Sometimes you can get by without a good lead on someone to talk to if you have the second critera, "something to say" (and vice versa). When I say, "something to say" you need to have an bold opinion on some trend of factor that matters to the company. You might go up to the CEO of Dole Fruit and say, "I think Coconuts are terribly undervalued for the following reasons. 1) Almond Joy demand is forecaste to triple in the 4th quarter 2) Hollowed out Coconut shells are increasingly used as spare parts in aircraft repair 3) A lot of the leading hedge fund managers are rumored to be increasing their Coconut exposure."

Having an opinion on the industry at least demonstrates you're interested in the company and you've done some modicum of homework. So, I put on my thinking cap and tried to come up with some interesting things to say to this fledgling company. Below you can see my email and decided whether I had anything interesting to say. In retrospect it looks not.

From: Dhar, Rohin
Sent: Wed 1/25/2006 10:15 PM
To: 'jobs@youtube.com'
Subject: Stanford project with YouTube

Dear Chad, Steve & the YouTube team,

Just wanted to introduce myself. I'm a Stanford MBA student who is absolutely captivated by your product and user-experience. I very well believe that YouTube is positioned to 1) Drive the success of online video by allowing artists to disseminate and potentially monetize their work (like Google did for the written word) 2) Become a dominant media force, rivaling TV networks as a content distributor 3) Continue to build on its position as the leading video-based social network.

Defining where YouTube wants to go will be critical. Figuring out how YouTube gets there from here is even more critical.

This is a rapidly changing space where converting YouTube's strong position today into success over mammoth rivals like Google and Yahoo will depend on the "blocking and tackling" that YouTube pursues in its business strategy and operations over the next 3 months. Marketing, user experience, content development and organization, advertising decisions all play a role in determining YouTube's future success.

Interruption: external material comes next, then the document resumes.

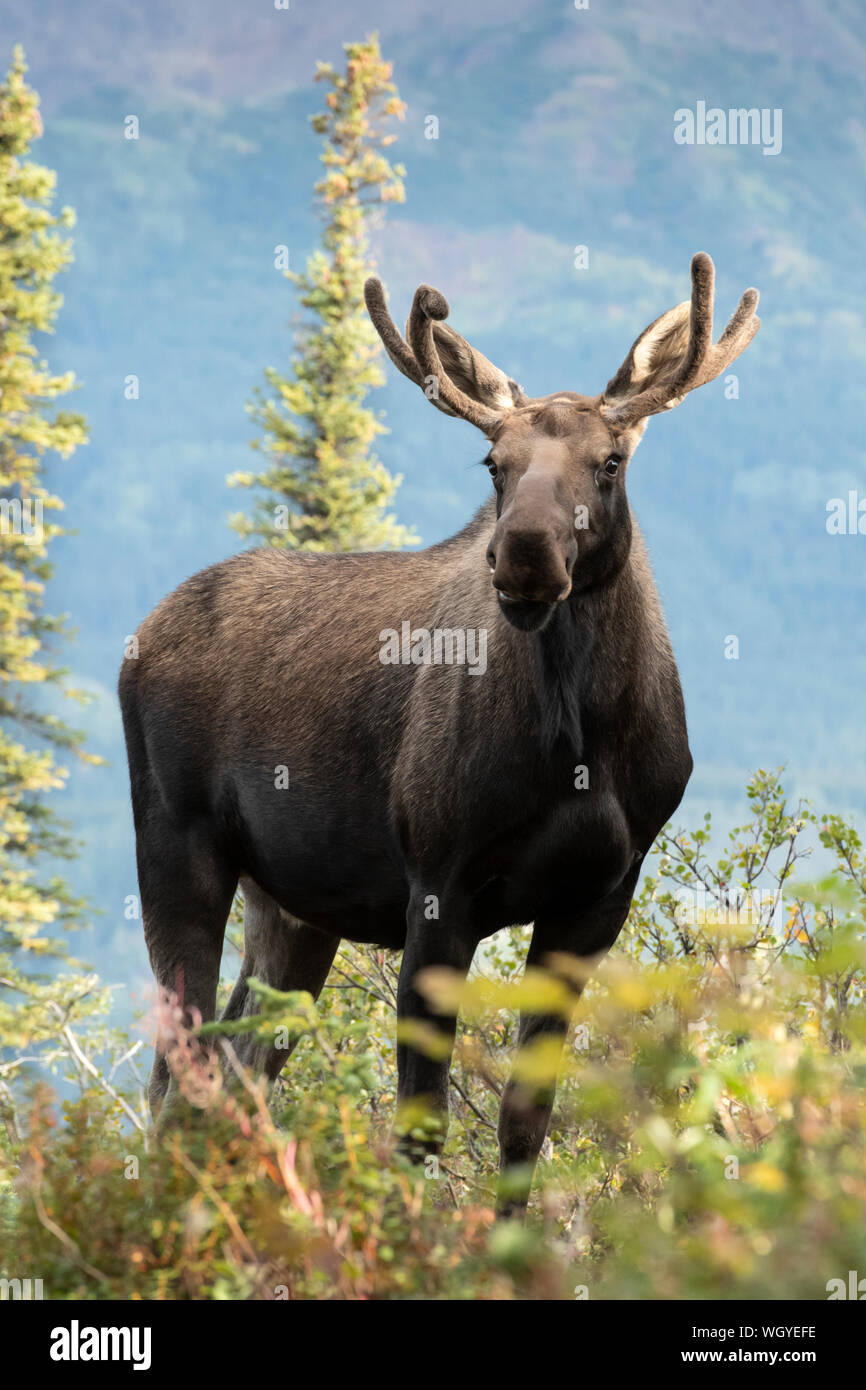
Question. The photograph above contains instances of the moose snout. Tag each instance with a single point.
(531, 566)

Since I'm currently a student (with a lot of prior business experience), I thought you could use a free resource to help you think about, plan, and pilot test the "game changing" moves that your company wants to make (and help with marketing). I'm very much interested in working with your company on this project. I know you've got lots of very talented people on your staff today producing the best product out there, but I feel I can be an important asset as someone who can help position YouTube to become the next Time Warner (and I who won't put a drag on your company's resources since I'm a student. Plus as a Stanford student, I can help YouTube tap into Stanford's vast array of useful resources for a startup).

I would really like to come by your office in the coming week to meet with someone to discuss this further. I am very impressed by your company so far and would love to help out. Please let me know if you are interested in discussing this further. This is going to be very very big!

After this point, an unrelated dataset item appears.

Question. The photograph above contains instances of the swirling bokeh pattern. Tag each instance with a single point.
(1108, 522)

Best regards and good luck!

Rohin
---------------------------

Anyhow, in this case, I received no respone from my "attempted networking". Generally it's tough to fire off an email to a generic address and get a respone (though I had quite good success doing this with other companies). Below is the a timeline from when I first heard of YouTube till today, plotted against their traffic data (versus nytimes.com for context). However, even before I "discovered/fist heard of" these guys, Sequoia Capital had already funded them. It just goes to show that in the venture business, you have to be really ahead of the curve to hit a homerun.

I've got some very strong opinions now on the space and how it will develop and what YouTube is doing right and wrong. I'll definitely write about that soon.